Ted Dushinski

Profile
- Position: Defensive back

Personal information
- Born: November 10, 1943 Ituna, Saskatchewan, Canada
- Died: October 24, 2005 (aged 61) Vancouver, British Columbia, Canada
- Listed height: 6 ft 0 in (1.83 m)
- Listed weight: 190 lb (86 kg)

Career information
- CJFL: Saskatoon Hilltops

Career history
- 1965–1975: Saskatchewan Roughriders
- 1976–1977: BC Lions

Awards and highlights
- Grey Cup champion (1966); 2× CFL West All-Star (1970, 1975); Saskatchewan Roughrider Hall of Fame;

= Ted Dushinski =

Canadian football player (1943–2005)

Ted J. Dushinski (November 10, 1943 – October 24, 2005) was a former defensive back for the Saskatchewan Roughriders of the Canadian Football League (CFL).

==Early days==
Ted Dushinski was born in Ituna, Saskatchewan in 1943. Dushinski loved hockey when younger, playing junior hockey with the Saskatoon Quakers as a young boy. He continued playing senior hockey during the off-season even after joining a pro football team, only stopping when football coach Eagle Keys requested it in case of injury.

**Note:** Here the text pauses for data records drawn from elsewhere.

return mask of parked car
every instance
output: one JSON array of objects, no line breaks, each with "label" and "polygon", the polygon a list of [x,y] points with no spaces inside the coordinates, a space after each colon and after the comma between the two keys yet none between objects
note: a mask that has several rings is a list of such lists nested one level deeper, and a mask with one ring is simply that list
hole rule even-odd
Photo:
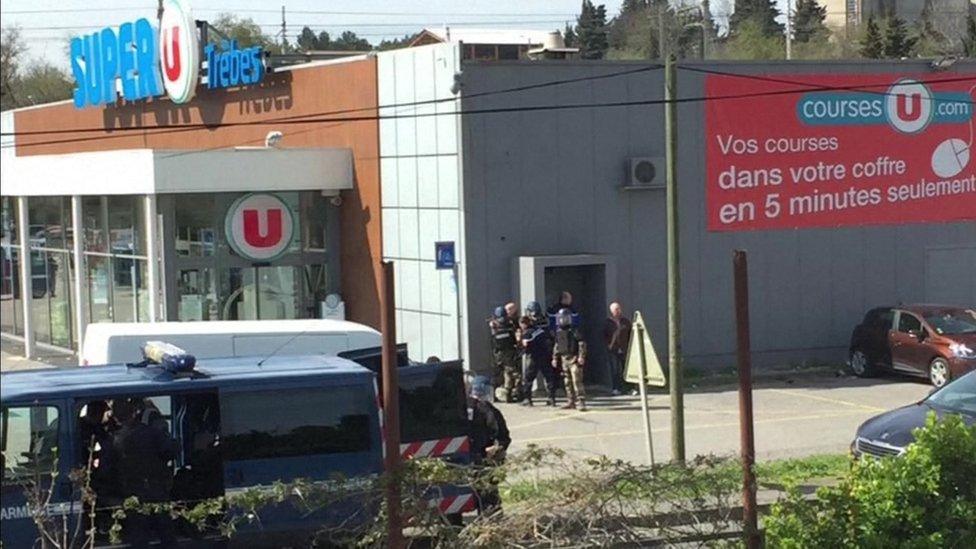
[{"label": "parked car", "polygon": [[865,421],[857,428],[851,452],[855,457],[901,455],[914,442],[912,432],[925,425],[929,412],[935,412],[939,418],[958,414],[967,425],[976,423],[976,372],[934,390],[919,402]]},{"label": "parked car", "polygon": [[851,370],[899,371],[942,387],[976,370],[976,310],[943,305],[871,309],[851,334]]}]

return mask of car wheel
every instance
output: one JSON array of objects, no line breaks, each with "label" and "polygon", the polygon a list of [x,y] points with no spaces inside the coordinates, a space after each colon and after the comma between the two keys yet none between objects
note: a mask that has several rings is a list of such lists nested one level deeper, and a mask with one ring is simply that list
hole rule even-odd
[{"label": "car wheel", "polygon": [[942,387],[950,380],[952,380],[952,371],[949,369],[949,363],[946,362],[946,359],[942,357],[932,359],[929,364],[929,381],[932,382],[932,385]]},{"label": "car wheel", "polygon": [[857,377],[870,377],[874,374],[874,368],[871,366],[871,361],[868,360],[868,355],[860,349],[855,349],[851,353],[851,370]]}]

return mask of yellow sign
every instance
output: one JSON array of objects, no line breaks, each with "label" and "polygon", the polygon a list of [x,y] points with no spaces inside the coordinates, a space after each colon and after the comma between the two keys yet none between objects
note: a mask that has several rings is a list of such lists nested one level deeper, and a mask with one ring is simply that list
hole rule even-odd
[{"label": "yellow sign", "polygon": [[[643,368],[641,368],[641,361],[644,363]],[[667,379],[664,378],[661,362],[657,359],[657,353],[654,352],[654,345],[651,344],[651,334],[644,326],[644,318],[637,311],[634,313],[630,347],[627,349],[627,363],[624,366],[624,378],[627,383],[639,383],[641,370],[644,371],[644,380],[647,385],[664,387],[668,384]]]}]

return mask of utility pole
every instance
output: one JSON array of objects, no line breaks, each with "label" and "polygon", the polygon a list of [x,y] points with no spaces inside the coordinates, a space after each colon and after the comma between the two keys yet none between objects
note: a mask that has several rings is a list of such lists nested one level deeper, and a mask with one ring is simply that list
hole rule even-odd
[{"label": "utility pole", "polygon": [[163,0],[159,0],[156,3],[156,20],[157,21],[163,20]]},{"label": "utility pole", "polygon": [[793,0],[786,0],[786,60],[793,58]]},{"label": "utility pole", "polygon": [[678,264],[678,105],[674,54],[664,67],[664,143],[668,222],[668,377],[671,384],[671,460],[685,461],[685,404],[681,381],[681,269]]},{"label": "utility pole", "polygon": [[400,378],[397,371],[396,304],[393,263],[383,262],[383,294],[380,300],[383,380],[383,461],[386,482],[386,545],[403,549],[403,517],[400,513]]},{"label": "utility pole", "polygon": [[281,6],[281,53],[288,53],[288,24],[285,23],[285,6]]},{"label": "utility pole", "polygon": [[756,510],[756,443],[752,417],[752,349],[749,343],[749,262],[744,250],[732,258],[735,272],[735,331],[739,367],[739,442],[742,458],[742,533],[748,549],[759,549]]}]

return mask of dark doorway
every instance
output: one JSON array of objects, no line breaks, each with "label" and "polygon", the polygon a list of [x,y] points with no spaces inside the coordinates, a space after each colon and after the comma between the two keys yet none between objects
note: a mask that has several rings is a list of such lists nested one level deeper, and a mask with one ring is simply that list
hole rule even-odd
[{"label": "dark doorway", "polygon": [[607,316],[606,267],[546,267],[546,306],[557,303],[563,290],[573,294],[573,304],[581,316],[581,329],[589,350],[584,379],[588,384],[607,384],[610,373],[607,371],[607,354],[603,345],[603,320]]}]

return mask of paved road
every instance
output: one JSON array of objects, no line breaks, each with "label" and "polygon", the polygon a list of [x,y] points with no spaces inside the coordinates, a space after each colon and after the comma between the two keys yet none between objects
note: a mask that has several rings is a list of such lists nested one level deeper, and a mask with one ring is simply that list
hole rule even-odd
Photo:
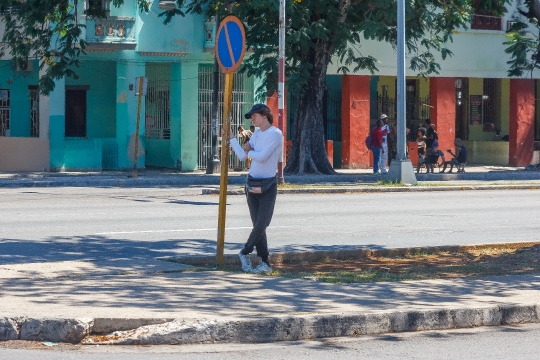
[{"label": "paved road", "polygon": [[61,346],[2,349],[2,359],[370,359],[370,360],[537,360],[540,324],[516,327],[426,331],[417,333],[332,338],[273,344],[189,346]]},{"label": "paved road", "polygon": [[[0,264],[215,253],[218,197],[180,189],[0,190]],[[250,230],[229,196],[226,252]],[[280,195],[274,251],[538,241],[540,191]]]}]

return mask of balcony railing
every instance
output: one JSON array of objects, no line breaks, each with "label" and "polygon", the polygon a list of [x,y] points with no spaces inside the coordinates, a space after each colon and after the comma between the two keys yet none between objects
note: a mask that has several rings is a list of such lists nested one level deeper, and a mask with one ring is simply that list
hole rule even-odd
[{"label": "balcony railing", "polygon": [[476,30],[502,30],[502,20],[500,16],[474,14],[471,22],[471,29]]},{"label": "balcony railing", "polygon": [[111,48],[132,50],[137,46],[135,39],[135,18],[110,16],[106,19],[87,19],[86,41],[90,48]]}]

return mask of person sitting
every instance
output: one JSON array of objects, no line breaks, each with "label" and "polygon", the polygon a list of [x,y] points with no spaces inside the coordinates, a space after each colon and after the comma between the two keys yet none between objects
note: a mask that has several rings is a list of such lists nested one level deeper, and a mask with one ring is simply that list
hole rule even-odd
[{"label": "person sitting", "polygon": [[249,139],[251,139],[251,136],[253,136],[253,132],[251,130],[244,130],[244,127],[242,125],[239,125],[238,135],[242,137],[242,145],[245,145],[249,141]]},{"label": "person sitting", "polygon": [[446,170],[446,165],[448,164],[450,164],[450,171],[448,172],[452,172],[454,165],[457,165],[458,172],[465,172],[463,165],[467,162],[467,148],[463,145],[460,138],[454,140],[454,145],[456,146],[455,154],[451,149],[446,150],[453,158],[450,161],[445,161],[442,172]]},{"label": "person sitting", "polygon": [[427,149],[425,164],[427,172],[429,173],[431,171],[431,173],[433,174],[433,165],[439,163],[439,157],[442,159],[443,163],[445,162],[445,160],[444,153],[439,150],[439,142],[434,141],[432,146],[432,148]]}]

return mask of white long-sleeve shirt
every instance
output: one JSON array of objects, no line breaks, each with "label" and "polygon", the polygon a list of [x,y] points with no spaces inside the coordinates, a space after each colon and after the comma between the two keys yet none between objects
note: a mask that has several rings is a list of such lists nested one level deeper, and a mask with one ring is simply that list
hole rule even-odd
[{"label": "white long-sleeve shirt", "polygon": [[283,148],[283,133],[275,126],[265,131],[255,130],[249,145],[253,150],[246,154],[237,139],[231,139],[231,147],[240,160],[251,158],[249,174],[254,178],[276,176],[277,163]]}]

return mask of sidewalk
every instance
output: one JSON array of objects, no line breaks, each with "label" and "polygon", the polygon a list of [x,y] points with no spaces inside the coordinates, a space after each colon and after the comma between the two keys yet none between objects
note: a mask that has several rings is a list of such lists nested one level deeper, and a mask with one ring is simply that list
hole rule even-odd
[{"label": "sidewalk", "polygon": [[[228,184],[242,186],[246,172],[230,171]],[[503,166],[467,166],[465,173],[417,174],[419,185],[445,183],[447,185],[494,185],[494,184],[540,184],[540,171]],[[372,187],[384,176],[372,175],[371,169],[339,169],[336,175],[290,175],[285,182],[290,184],[318,184],[321,186]],[[207,175],[204,171],[176,172],[169,169],[140,170],[133,178],[131,171],[104,172],[26,172],[0,173],[0,187],[50,187],[50,186],[92,186],[92,187],[153,187],[170,186],[203,193],[204,189],[219,188],[219,174]]]},{"label": "sidewalk", "polygon": [[0,267],[0,340],[268,342],[540,322],[540,275],[333,285],[160,260]]}]

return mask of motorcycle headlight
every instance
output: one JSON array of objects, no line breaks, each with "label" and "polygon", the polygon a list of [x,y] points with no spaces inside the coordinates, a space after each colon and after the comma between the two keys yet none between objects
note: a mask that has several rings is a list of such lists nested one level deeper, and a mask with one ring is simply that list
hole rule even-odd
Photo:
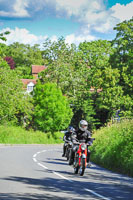
[{"label": "motorcycle headlight", "polygon": [[86,144],[81,144],[81,149],[85,150],[86,149]]}]

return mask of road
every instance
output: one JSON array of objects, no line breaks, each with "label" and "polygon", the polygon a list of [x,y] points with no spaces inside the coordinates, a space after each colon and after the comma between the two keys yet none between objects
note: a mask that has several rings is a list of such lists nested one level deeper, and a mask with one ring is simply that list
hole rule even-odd
[{"label": "road", "polygon": [[132,200],[133,178],[92,164],[75,175],[62,145],[0,145],[0,200]]}]

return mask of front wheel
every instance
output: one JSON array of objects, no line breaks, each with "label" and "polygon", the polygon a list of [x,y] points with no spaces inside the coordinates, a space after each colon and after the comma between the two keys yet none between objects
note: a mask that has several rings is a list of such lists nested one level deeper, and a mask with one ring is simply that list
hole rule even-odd
[{"label": "front wheel", "polygon": [[81,165],[80,165],[80,171],[79,171],[80,176],[83,176],[84,172],[85,172],[85,158],[82,158]]}]

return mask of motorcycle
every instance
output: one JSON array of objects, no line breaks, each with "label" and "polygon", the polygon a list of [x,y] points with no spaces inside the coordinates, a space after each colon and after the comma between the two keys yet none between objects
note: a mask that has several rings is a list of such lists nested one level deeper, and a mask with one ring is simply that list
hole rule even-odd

Dushinski played junior football with the Saskatoon Hilltops before joining the Saskatchewan Roughriders in 1965.

==CFL==
Dushinski played eleven seasons with the team, helping them to victory in their first ever Grey Cup win in 1966 over the Ottawa Rough Riders by a score of 29-14. He also played in the 55th Grey Cup of 1967 and the 57th Grey Cup of 1969, losses to the Hamilton Tiger-Cats and Ottawa, respectively. Dushinski was elected to the All Star Team in 1972. Leaving the Saskatchewan team after eleven seasons, he joined the BC Lions from 1976 to 1979

==Post-football==
He decided to retire after the 1977 season for business and family reasons, stating in a 1978 interview with the Saskatoon StarPhoenix that he wanted to "sever my relationships with football with good feelings [...] the game has treated me well and I decided to walk away from it gracefully."

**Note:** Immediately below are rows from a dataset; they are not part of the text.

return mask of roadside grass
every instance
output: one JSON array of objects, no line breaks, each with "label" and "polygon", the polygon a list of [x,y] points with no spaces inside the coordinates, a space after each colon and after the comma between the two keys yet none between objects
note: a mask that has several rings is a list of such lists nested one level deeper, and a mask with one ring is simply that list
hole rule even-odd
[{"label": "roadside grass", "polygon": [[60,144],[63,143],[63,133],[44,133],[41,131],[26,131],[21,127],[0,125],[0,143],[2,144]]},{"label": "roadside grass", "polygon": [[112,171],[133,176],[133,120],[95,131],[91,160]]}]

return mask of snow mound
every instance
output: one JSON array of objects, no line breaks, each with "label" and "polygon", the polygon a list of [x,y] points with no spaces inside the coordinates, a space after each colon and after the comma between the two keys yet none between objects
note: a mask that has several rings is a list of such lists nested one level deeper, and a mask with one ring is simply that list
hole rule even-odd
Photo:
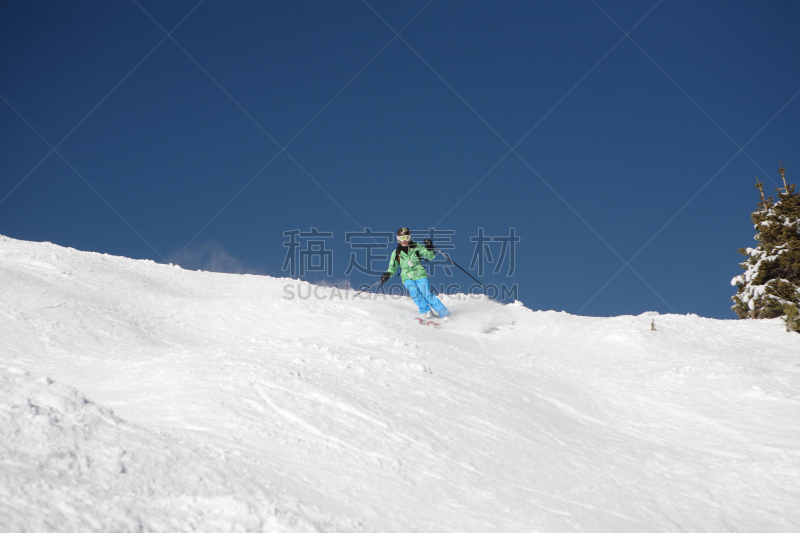
[{"label": "snow mound", "polygon": [[[12,531],[792,531],[800,335],[0,238]],[[46,376],[46,377],[40,377]]]}]

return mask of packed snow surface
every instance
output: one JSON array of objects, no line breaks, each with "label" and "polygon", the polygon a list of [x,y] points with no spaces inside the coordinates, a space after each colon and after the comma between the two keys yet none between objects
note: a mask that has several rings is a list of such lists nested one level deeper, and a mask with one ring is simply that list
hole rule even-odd
[{"label": "packed snow surface", "polygon": [[456,295],[434,328],[404,297],[2,236],[0,287],[3,531],[800,524],[780,320]]}]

He was married to singer/songwriter Susan Jacks (née Pesklevits). Ted and Susan had one son named Thad. In 1983, they moved to Nashville, Tennessee and were living in Antioch before Ted's death.

==Honors==
Dushinski was enshrined into the Saskatchewan Roughrider Hall of Fame in 1993.

==Death==
He died of lung cancer in 2005, at the age of 61.